The air-conditioning unit had gone out approximately seven hours and forty-three minutes ago. And now it was Friday night and all the tricks she knew to play on the fussy old thing had failed, and getting someone out on the weekend had failed too. It was August. During the third consecutive week of one-hundred-degree temps. The last AC repair dispatch operator had suggested she’d have more luck flying in an entire rocket ship full of glacier ice from the moon.

Her apartment was on the second floor of the graceful old duplex. That meant she was closer to the moon, right? So why was her place so freaking hot?

See, impossible to think.

Laurie let her eyes drift closed and meditated on frosty images. A Swiss chalet. A mountain stream in winter. Being buried under a glacier of moon ice.

She sucked in a particularly hot breath and almost choked. A puny misting from the water bottle she’d filled earlier served to cool her for only the moment her ceiling fan evaporated it on her skin. It had been seven hours and forty-five minutes since she’d felt like anything but a disgusting mess.

Too bad she didn’t have hot Friday night plans. Of course, hot wasn’t a word she wanted in her vocabulary right about now.

Maybe she should just suck it up and book a hotel room.

She’d spent a good hour looking at prices online earlier in the afternoon, about three o’clock when temperatures hovered around 102 and she’d been almost willing to put a dent in the nest egg she’d been working so hard to build back up after buying out her brother’s share in the duplex.

But knowing that, come Monday morning, Laurie would have to bite the bullet and replace the piece of crap air-conditioning unit, she couldn’t justify two hundred dollars for a night at the Omni. And even eighty bucks at the skeevy place by Love Field was too much to spend. No, she’d just lie here with her trusty ceiling fan, a spray bottle of water, and meditate on the luxury of cool.

Lord help her if the electricity went out, too.

It was quiet without the ancient AC unit running nonstop, though through her open window she could hear the soft whir of the other unit. It had been replaced last summer. She now regretted the frugal and prudent decision to not replace them both at the same time. Laurie gave a brief thought to using the master key and hanging out in her downstairs tenant’s still cheerfully air-conditioned apartment. She spent a somewhat longer time thinking about the ice maker her brother had installed in the kitchen in the last renovation. And that king-sized bed she’d seen the movers lug in took up an extra-large space in her fantasy. Just think of all those miles and miles of cool cotton to roll on.

Maybe she could—

No. Grant Everton didn’t strike her as the accommodating type. In fact, in the weeks since he’d moved in, they’d exchanged possibly fourteen sentences in passing. Most of them at their siblings’ wedding last month. Most of them hey, how are you? Good. Good, I’m good, too. Good.

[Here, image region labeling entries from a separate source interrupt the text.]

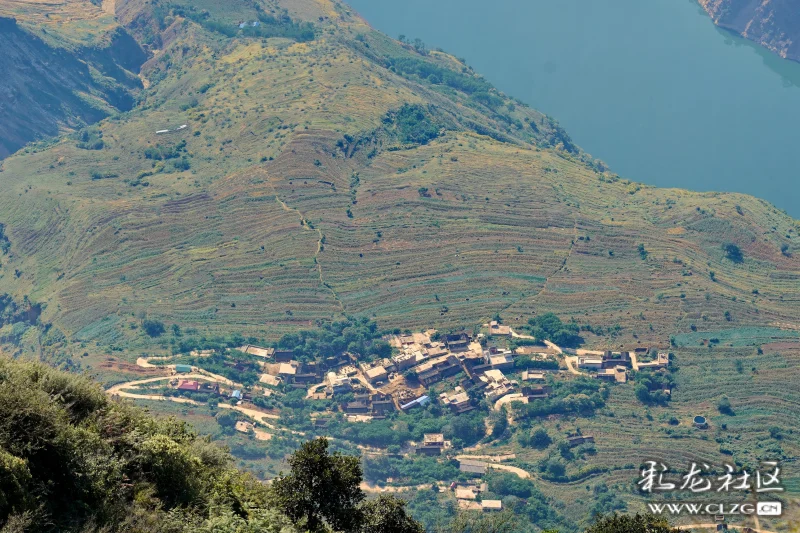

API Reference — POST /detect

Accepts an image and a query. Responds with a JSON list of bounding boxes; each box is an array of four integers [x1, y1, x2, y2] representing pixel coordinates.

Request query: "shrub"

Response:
[[722, 242, 744, 263], [142, 319, 167, 338]]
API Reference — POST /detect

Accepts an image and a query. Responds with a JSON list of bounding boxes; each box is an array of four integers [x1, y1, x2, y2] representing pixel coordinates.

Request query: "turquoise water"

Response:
[[348, 0, 800, 218]]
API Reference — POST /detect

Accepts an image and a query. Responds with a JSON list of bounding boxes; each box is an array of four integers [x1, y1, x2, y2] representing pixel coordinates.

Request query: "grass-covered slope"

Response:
[[0, 357, 295, 533], [0, 0, 800, 358]]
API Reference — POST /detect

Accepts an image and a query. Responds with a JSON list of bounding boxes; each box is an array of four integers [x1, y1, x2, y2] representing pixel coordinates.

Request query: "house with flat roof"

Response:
[[489, 320, 511, 337], [364, 365, 389, 385], [278, 363, 297, 382], [272, 350, 294, 363], [325, 372, 353, 394], [578, 357, 603, 370], [458, 459, 486, 476], [486, 352, 514, 370], [481, 500, 503, 513], [567, 435, 594, 448], [522, 385, 553, 401], [522, 370, 545, 381], [456, 487, 478, 500], [178, 381, 200, 392], [445, 333, 469, 352], [400, 395, 431, 411], [439, 386, 474, 414], [639, 352, 669, 369]]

Did it count as conversation if they just said the same words to each other over and over again?

And even if they’d been on the best terms, she wouldn’t dream of violating his privacy—and the rental agreement—by going into his apartment without cause.

Although maybe she should check his AC filter just in case.

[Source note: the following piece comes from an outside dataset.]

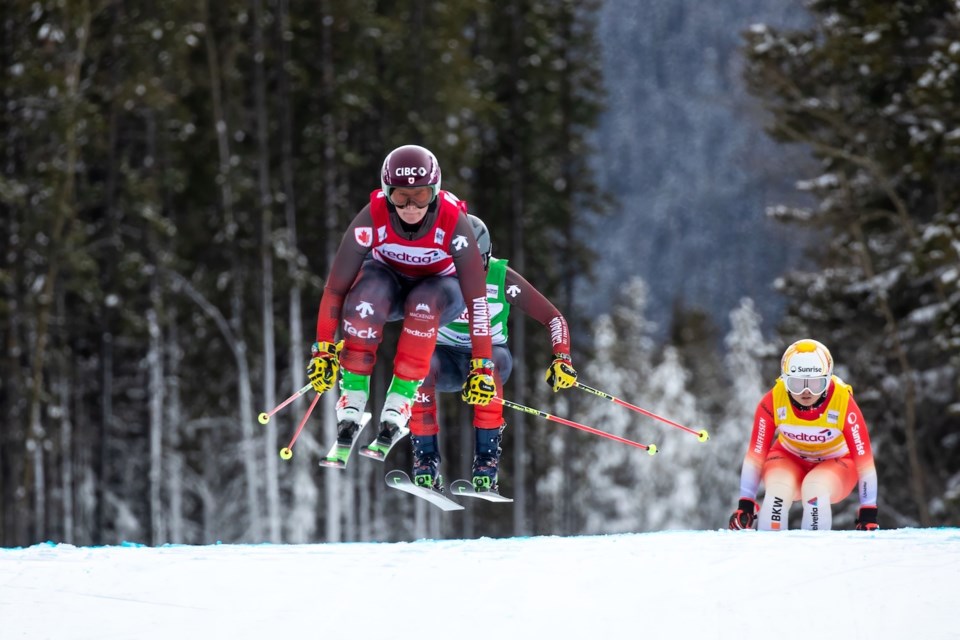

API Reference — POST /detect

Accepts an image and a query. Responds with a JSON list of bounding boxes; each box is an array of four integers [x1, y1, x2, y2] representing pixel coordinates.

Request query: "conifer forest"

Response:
[[0, 0, 960, 547]]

Curses, he wasn’t even home to enjoy the perfection of chilled air. Probably wouldn’t be home tonight at all. He seemed to be a fan of working late. And by working late, he was probably working some graceful, statuesque blonde over while the steady whir of her penthouse apartment air conditioning brought chill bumps to their sweat-slickened bodies.

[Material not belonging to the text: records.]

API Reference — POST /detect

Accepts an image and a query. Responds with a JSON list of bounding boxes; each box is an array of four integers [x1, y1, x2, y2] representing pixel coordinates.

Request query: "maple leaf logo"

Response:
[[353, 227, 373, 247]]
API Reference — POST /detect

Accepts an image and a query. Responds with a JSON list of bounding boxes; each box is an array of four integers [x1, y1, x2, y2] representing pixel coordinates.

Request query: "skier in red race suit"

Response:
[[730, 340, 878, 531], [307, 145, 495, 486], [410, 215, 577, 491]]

She’d feel the heat of his lips feasting on the soft underside of a breast, a kiss of wet heat followed by a lick of—

Okay, no. Nope. Not going to happen. Laurie was most certainly not going to fantasize about that. Was definitely not going to let her hand wander down a body slicked by the non-sexy kind of sweat and wallow in the center of her heat.

If it was too hot to breathe, it was too hot for that.

And certainly not to fantasies of her new neighbor! A sort-of-kind-of-not-really-but-almost relative. When her brother married his half-sister, what did that make them?

People who barely spoke to each other. That’s what it made them.

Laurie peeled herself off her bed and moseyed into the bathroom. Mr. Rochester had claimed a coolish spot draped over the lip of the old cast iron tub. He peered balefully at her through his one seeing eye.

“Well, you’re just going to have to move or get wet,” she said to the big grey beast, leaning over to turn the lever entirely to the right and push in the stopper. No sense in messing with a shower again. The three quickies she’d taken already today clearly hadn’t done much to cool her. She drew a bath and plunged herself in before it had filled halfway.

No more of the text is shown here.